Il ministro dellʼInterno taglia corto: "Si sciacqui la bocca chi parla di mafia e Lega". Ma Di Maio insiste: "La questione è da risolvere"

Caso Siri, Conte: "Prima di decidere voglio ascoltarlo" | Salvini: "Né io né il premier siamo il giudice o l'avvocato"

Sul caso Siri sarà il premier Giuseppe Conte a decidere. "La mia posizione - ha spiegato il presidente del Consiglio - è innanzitutto ascoltare, ora non mi pronuncio. Chiederò al sottosegretario di condividere la posizione finale". Interpellato sul caso, il ministro dell'Interno, Matteo Salvini, ha invece tagliato corto: "Si sciacqui la bocca chi parla di mafia e Lega. Prendo atto delle dichiarazioni di qualcuno, che non mi fanno né caldo né freddo".

Conte: "Scelta anche prima della sentenza definitiva" - "Ascolterò il sottosegretario Siri, lo guarderò negli occhi e prenderò le mie decisioni tenendo conto del principio di innocenza a cui come giurista sono molto sensibile. Tuttavia preciso che esiste un principio di etica pubblica, per cui è possibile prendere una decisione politica anche prima di una sentenza definitiva", ha aggiunto il premier.

"Posizione del M5s legittima come per De Vito" - "La posizione del M5s su Armando Siri - ha poi sottolineato Conte - è legittima. Anche su Marcello De Vito hanno assunto posizioni drastiche e io stesso ho dichiarato che, pur nel rispetto del principio di innocenza, quella posizione era legittima".

Salvini: "Piena fiducia nella magistratura" - Il premier Conte, ha sottolineato Salvini, "non ha chiesto" le dimissioni del sottosegretario Siri. "Ho piena fiducia nella magistratura e sono sicuro che faranno il loro lavoro bene e nel più breve tempo possibile. Siamo in un Paese civile dove non si è colpevoli o innocenti in base a un'occhiata. Né io né il premier - ha aggiunto - facciamo il giudice, l'avvocato o il magistrato".

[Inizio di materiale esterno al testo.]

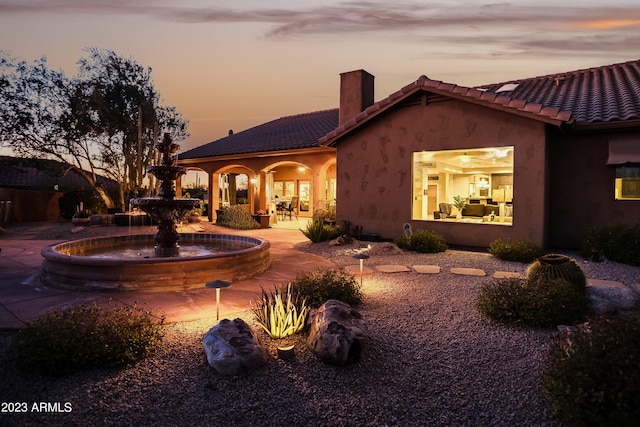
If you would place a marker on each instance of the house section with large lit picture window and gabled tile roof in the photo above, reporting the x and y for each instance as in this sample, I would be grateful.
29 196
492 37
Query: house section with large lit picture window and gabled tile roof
539 159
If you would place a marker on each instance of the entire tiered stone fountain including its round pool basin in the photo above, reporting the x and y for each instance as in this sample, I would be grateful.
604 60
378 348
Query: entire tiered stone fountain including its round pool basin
179 261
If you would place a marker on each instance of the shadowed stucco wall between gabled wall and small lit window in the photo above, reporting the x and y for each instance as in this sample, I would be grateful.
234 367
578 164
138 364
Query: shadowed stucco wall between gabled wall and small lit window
582 191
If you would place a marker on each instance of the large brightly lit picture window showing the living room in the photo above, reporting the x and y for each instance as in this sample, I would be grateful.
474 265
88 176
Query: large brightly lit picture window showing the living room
473 185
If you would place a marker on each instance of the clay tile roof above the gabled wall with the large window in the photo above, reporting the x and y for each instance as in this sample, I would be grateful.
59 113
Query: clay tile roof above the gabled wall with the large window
604 94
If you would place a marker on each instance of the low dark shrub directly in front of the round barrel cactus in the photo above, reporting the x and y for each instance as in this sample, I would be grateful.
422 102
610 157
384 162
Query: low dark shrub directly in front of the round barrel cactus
544 303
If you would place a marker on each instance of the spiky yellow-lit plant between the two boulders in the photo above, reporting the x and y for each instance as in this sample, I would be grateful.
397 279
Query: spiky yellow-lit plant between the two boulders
280 318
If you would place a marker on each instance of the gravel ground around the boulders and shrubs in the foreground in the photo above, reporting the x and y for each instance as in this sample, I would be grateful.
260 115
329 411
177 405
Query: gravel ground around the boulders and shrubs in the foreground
430 359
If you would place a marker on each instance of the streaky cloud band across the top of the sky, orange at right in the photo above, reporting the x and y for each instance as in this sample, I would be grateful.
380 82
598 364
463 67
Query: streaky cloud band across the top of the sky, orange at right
502 27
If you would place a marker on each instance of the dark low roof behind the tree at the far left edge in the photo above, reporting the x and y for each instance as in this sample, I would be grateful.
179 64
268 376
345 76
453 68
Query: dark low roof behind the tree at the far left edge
42 175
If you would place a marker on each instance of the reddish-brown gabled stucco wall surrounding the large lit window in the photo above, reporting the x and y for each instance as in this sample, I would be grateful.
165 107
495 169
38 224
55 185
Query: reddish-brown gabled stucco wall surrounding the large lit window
374 169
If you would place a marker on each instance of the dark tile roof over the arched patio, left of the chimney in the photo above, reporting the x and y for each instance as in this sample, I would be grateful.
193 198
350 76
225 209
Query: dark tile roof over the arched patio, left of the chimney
286 133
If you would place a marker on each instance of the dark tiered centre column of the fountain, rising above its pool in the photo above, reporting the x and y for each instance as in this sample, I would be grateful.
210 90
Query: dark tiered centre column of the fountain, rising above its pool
165 209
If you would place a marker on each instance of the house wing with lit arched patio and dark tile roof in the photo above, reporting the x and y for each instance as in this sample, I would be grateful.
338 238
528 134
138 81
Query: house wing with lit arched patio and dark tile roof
275 161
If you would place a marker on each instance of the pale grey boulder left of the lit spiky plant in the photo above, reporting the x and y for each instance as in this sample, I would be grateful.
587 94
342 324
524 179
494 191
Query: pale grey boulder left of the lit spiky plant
232 348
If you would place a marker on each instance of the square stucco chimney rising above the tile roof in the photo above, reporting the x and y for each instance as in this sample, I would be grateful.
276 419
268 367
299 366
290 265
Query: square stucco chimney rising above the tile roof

Di Maio: "La Lega allontani Siri o inizio a preoccuparmi" - Il vicepremier e ministro dello Sviluppo economico e del Lavoro, Luigi Di Maio, però continua a chiedere l'allontanamento del sottosegretario. "Io e Salvini - ha detto - abbiamo fatto insieme grandi cose di governo, e abbiamo fondato questo governo sul rapporto di fiducia. Quello che stiamo chiedendo sul caso Siri è un ulteriore atto di fiducia, che va rinnovata con gesti concreti: se la Lega non c'entra niente con queste accuse, dimostri la propria estraneità dai fatti allontanando Siri dal governo, perché altrimenti comincio a preoccuparmi a vedere Salvini e la Lega difenderlo a spada tratta".

"Resti in panchinea in attesa di dimostrare estraneità a fatti" - "Sono sicuro - ha proseguito Di Maio - che sarà innocente, ma fino a quel momento, visto quello che sta uscendo dalle intercettazioni telefoniche, deve restare in panchina e aspettare di risultare estraneo dalle accuse che gli sono state mosse".